Wednesday, February 11, 2009

Adios Fred On Everything

All things must end, and Fred on Everything just has. This will be the last regular column, although the site will stay up and I'll add things from time to time as the mood urges.
My reasons for inditing the sucker were, first, to see whether a web column could work and, second, to get away from the strangling grasp of political correctness. A third reason, common I suppose to most columnists, was the hope that, however minor my voice might be, in combination with thousands of others it might engender pressure for slowing the rush into the high-tech medieval twilight that the culture has undertaken.

This by now is clearly quixotic. The civilizational changes we now see are both irremediable and beyond control. The peasantrification and empty glitter of society, pervasive hostility to careful thought, onrushing authoritarianism, and distaste for cultivation are now endemic. I do not know where these lead, but we are assuredly going to get there. Fuming buys nothing.

Hard to disagree with him.

Take care, Fred. Get better soon. And if you don't write another lick, thanks for what you've done.

As an adios, here is Fred on Playing At Adventure.
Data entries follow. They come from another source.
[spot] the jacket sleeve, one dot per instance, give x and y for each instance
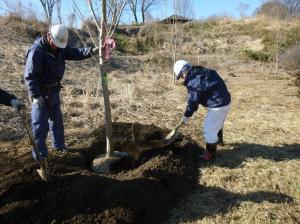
(193, 102)
(77, 54)
(33, 72)
(5, 97)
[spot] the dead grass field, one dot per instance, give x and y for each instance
(256, 179)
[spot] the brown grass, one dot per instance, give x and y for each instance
(260, 161)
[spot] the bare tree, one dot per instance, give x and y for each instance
(109, 22)
(58, 8)
(48, 6)
(133, 5)
(293, 7)
(242, 9)
(184, 8)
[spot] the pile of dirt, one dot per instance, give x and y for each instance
(143, 188)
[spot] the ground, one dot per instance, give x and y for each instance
(255, 179)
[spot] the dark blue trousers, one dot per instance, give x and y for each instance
(45, 118)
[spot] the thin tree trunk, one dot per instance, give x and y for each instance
(104, 81)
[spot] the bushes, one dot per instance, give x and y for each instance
(19, 27)
(257, 55)
(291, 59)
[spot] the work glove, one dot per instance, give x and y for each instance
(17, 104)
(95, 50)
(185, 119)
(38, 101)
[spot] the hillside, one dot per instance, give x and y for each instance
(256, 179)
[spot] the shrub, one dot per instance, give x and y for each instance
(258, 55)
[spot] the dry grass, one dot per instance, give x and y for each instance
(255, 180)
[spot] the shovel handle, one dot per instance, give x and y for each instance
(178, 126)
(23, 116)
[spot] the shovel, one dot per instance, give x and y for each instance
(42, 172)
(172, 135)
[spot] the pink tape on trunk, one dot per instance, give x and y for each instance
(109, 46)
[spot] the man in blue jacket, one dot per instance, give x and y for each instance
(207, 88)
(45, 67)
(10, 100)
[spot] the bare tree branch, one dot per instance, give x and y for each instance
(93, 13)
(48, 6)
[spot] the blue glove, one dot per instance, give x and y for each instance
(185, 119)
(39, 101)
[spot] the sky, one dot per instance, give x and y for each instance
(201, 9)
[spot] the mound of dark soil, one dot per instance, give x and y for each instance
(143, 188)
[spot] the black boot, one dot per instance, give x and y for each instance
(220, 138)
(211, 152)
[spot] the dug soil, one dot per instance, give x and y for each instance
(142, 188)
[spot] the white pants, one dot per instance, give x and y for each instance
(214, 122)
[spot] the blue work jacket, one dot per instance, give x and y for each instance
(205, 87)
(45, 67)
(5, 97)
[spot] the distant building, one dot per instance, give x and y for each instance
(175, 19)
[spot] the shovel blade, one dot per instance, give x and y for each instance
(170, 135)
(43, 175)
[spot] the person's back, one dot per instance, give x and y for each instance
(206, 87)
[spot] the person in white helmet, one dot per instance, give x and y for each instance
(45, 67)
(207, 88)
I have no fantasies about shooting anyone. I have seen enough of that for one lifetime. I don’t hunt, having no desire to kill anything I don’t have to kill. I don’t need to pose with a rifle. Having carried one in the Marine Corps, I do not regard them as exotic. But when you are far from anywhere, you provide your own security. I am comfortable with the idea. So are a lot of men. In today’s suburban, mall-ridden world security is what answers 911.
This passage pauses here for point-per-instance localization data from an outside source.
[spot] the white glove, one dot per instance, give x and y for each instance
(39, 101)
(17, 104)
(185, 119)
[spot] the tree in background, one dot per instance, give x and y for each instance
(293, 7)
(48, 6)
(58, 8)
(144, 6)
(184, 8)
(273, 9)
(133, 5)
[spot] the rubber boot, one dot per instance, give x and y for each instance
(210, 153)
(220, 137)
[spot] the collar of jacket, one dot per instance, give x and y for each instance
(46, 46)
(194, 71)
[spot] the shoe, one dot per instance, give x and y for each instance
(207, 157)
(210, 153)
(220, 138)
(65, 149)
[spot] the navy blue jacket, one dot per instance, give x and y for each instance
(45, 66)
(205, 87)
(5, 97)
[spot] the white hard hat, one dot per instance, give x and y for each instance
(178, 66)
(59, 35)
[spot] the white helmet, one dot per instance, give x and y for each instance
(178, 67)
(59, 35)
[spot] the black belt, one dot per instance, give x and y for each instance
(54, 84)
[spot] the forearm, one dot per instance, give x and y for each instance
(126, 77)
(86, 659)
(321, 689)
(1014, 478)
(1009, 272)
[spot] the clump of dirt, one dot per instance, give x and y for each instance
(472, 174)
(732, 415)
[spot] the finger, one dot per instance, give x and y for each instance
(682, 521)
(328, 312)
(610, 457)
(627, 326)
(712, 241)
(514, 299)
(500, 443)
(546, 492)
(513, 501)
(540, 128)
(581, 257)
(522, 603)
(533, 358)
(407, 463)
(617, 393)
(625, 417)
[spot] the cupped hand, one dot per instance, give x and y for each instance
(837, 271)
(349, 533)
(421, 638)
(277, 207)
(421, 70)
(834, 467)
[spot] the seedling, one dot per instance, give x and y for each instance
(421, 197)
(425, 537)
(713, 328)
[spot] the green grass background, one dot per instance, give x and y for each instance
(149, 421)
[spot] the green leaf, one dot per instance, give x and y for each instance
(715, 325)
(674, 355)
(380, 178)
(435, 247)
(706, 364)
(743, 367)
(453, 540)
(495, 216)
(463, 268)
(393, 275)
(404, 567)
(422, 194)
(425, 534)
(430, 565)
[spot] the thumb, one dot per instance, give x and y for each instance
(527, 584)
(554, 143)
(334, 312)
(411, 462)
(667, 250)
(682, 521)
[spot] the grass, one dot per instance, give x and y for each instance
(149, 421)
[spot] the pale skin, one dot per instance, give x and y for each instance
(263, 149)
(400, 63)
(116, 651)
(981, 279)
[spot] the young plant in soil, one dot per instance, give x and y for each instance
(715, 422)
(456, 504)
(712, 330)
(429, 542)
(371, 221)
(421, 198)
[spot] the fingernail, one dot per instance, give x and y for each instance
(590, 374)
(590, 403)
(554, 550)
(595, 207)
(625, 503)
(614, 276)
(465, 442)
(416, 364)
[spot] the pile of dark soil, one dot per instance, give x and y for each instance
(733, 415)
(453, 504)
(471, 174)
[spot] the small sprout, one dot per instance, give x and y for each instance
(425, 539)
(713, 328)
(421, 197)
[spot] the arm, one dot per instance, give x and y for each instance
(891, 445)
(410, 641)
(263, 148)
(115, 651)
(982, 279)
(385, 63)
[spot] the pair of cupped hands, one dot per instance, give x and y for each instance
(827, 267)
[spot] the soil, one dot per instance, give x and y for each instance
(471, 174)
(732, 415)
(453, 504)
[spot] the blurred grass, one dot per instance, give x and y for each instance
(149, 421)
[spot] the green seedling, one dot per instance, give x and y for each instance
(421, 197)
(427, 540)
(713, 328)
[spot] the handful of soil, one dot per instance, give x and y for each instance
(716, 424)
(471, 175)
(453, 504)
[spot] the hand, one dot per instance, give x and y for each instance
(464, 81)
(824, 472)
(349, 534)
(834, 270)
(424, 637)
Women are realists pretending to be romantics, and men, romantics pretending to be realists. Yes. The male desire is to explore, to fly higher and higher, to invent and dare and go and see. The Apollo landings were not inspired by a desire to know the nature of lunar rocks. A man does not get on a rice-burning crotch-rocket on a desert road in Arizona and scream through the hot vastness, wap-wap-wap through the gears, 95, 105, 120…125 (go baby, get it on, do it for me), because it is particularly practical. It is the sheer glory of the thing, the speed and power, controlled but on the edge.
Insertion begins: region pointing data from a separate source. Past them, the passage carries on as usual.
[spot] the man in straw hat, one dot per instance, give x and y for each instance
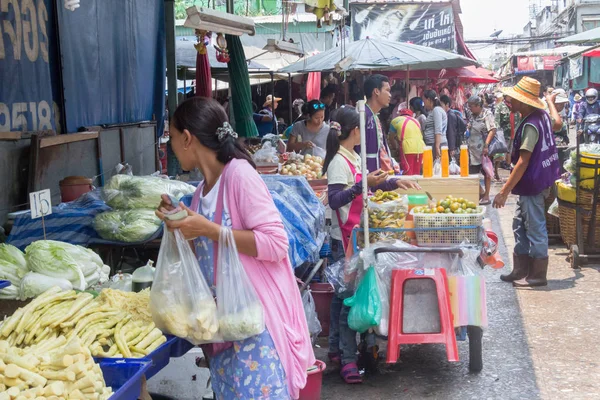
(535, 171)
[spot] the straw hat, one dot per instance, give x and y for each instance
(269, 100)
(526, 91)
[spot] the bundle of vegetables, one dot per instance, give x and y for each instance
(67, 263)
(13, 268)
(131, 192)
(130, 226)
(58, 369)
(106, 331)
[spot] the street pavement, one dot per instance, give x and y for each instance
(540, 343)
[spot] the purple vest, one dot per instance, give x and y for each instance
(544, 167)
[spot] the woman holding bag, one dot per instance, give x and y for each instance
(272, 364)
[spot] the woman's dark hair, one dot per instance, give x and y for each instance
(446, 100)
(432, 95)
(202, 116)
(348, 119)
(312, 107)
(416, 104)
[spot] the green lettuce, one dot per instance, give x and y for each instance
(133, 192)
(129, 226)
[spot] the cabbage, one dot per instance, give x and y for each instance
(12, 257)
(34, 284)
(132, 192)
(130, 226)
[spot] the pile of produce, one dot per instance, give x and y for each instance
(105, 330)
(13, 267)
(450, 205)
(130, 226)
(48, 263)
(57, 369)
(309, 166)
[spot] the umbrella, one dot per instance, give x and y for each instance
(380, 55)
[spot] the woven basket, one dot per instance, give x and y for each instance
(568, 225)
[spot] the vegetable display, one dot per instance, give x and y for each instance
(130, 226)
(106, 331)
(80, 266)
(134, 192)
(57, 369)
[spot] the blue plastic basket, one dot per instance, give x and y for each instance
(124, 376)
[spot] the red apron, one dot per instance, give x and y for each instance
(353, 213)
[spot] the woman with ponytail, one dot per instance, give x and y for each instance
(344, 180)
(233, 195)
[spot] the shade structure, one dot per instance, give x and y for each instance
(241, 97)
(380, 55)
(469, 74)
(591, 36)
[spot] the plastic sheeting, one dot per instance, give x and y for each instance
(113, 59)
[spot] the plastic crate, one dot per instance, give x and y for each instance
(124, 376)
(445, 229)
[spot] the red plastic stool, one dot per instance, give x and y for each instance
(396, 336)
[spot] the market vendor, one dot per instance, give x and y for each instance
(309, 136)
(482, 129)
(536, 169)
(344, 180)
(233, 195)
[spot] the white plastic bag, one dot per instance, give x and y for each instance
(181, 302)
(240, 311)
(314, 326)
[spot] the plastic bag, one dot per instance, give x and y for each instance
(181, 302)
(454, 168)
(365, 305)
(240, 311)
(437, 167)
(312, 319)
(267, 154)
(488, 166)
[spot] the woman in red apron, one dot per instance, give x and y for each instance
(344, 180)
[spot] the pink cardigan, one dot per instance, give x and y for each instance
(251, 207)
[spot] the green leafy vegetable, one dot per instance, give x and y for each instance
(130, 226)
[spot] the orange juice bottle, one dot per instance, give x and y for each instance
(445, 162)
(464, 160)
(427, 162)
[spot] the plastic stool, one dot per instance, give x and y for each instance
(396, 335)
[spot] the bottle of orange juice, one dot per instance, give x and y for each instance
(445, 162)
(464, 160)
(427, 162)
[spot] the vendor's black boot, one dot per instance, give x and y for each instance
(521, 265)
(537, 274)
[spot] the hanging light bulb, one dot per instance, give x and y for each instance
(72, 5)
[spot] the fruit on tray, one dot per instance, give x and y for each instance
(310, 166)
(449, 205)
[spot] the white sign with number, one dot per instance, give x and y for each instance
(40, 203)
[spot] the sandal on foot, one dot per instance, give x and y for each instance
(350, 374)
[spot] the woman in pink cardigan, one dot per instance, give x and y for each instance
(273, 364)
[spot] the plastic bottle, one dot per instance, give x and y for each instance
(445, 162)
(427, 162)
(143, 277)
(464, 160)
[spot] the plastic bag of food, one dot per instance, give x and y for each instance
(240, 311)
(365, 305)
(314, 326)
(181, 302)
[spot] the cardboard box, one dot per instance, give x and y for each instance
(455, 185)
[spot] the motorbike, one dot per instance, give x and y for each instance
(591, 128)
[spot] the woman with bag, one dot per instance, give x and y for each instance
(344, 179)
(273, 363)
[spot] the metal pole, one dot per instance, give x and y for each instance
(363, 159)
(173, 167)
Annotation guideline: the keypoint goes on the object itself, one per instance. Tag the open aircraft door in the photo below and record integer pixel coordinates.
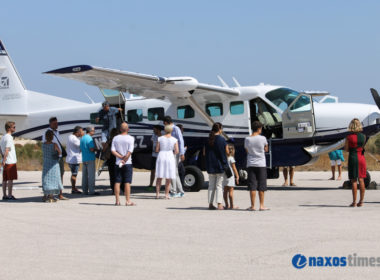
(298, 120)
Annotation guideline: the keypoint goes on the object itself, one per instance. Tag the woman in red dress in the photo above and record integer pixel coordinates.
(357, 168)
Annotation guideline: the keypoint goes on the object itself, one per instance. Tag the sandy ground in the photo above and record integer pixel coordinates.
(89, 238)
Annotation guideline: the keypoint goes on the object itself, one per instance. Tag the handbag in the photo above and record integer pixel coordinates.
(227, 169)
(63, 150)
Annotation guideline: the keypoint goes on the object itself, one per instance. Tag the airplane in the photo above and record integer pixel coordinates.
(299, 128)
(31, 110)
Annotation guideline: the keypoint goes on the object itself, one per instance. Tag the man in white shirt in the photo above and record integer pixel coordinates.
(53, 125)
(122, 148)
(9, 160)
(74, 156)
(256, 145)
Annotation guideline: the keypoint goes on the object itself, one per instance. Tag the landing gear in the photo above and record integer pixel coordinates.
(194, 179)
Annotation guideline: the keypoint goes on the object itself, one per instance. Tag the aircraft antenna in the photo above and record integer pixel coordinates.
(92, 101)
(224, 84)
(236, 82)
And now he wakes at five-thirty for the two-hour commute from Fredericksburg to Washington in crawling traffic, then to his cubicle at Agriculture where he tracks soybean yields in North Carolina. For his entire life.

It is not what men are wired to do. We just do not domesticate well. While male behavior is perhaps no more inherently absurd than female, it has little application to the suburbs and bureaucratic salt mines.